The US jobs market is strong. The economy is proving more robust than expected. The Bloomberg Economic Surprise Index, which captures when data exceeds economist forecasts, is at the highest since May.
Threat of faster inflation under Trump. The presidential race is still a coin-toss with two weeks to go, but Republican Donald Trump has the advantage over Democrat Kamala Harris in betting markets. His support for higher tariffs and looser fiscal policy has been seen as unfriendly to bonds because it means faster inflation and more debt.
Budget deficits are getting bigger.
The International Monetary Fund, which is holding its annual meetings in Washington this week, already predicts US debt will surpass 100% of gross domestic product next year.

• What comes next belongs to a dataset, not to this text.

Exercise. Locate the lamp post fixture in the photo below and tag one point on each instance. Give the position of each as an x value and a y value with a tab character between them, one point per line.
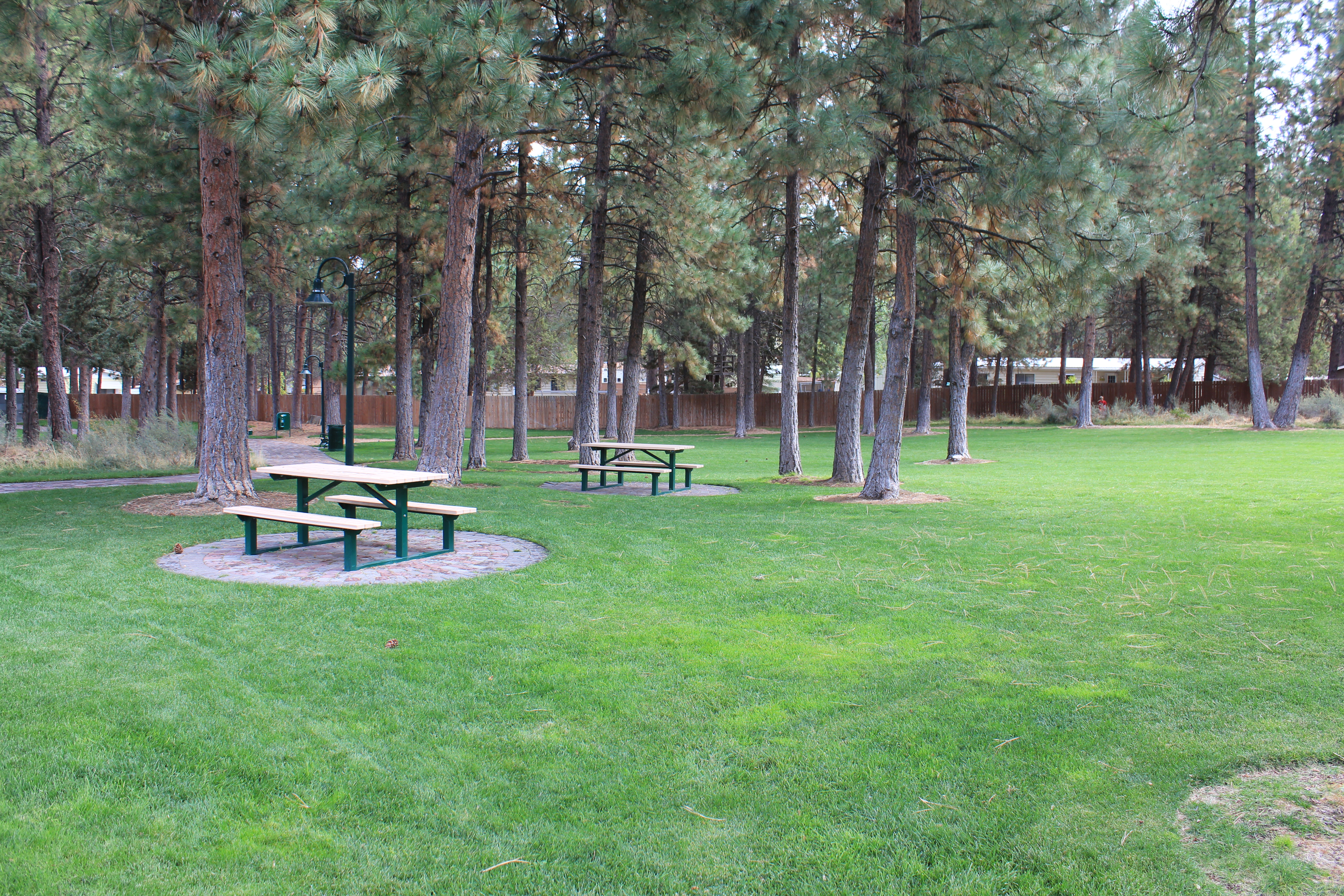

Deutsche Bank analysts also forecast the budget deficit will be between around 7% and 9% from 2026 through 2028, regardless of whoever is in the White House. The greater the deficit, the greater the issuance of bonds
We are marching right down the road of, you’ll own nothing and be happy. For the cause of racial justice and equity, the non whites will get all the bennies and will continue to be spread across the country, especially with the Harris regime, while the wealth of the haves will be confiscated for the have nots.
Just like the movie “Soylent Green “. In Soylent Green the housing was cramped and the government allocated the apartments based on “need” .
Another movie, Doctor Zhivago references the same thing.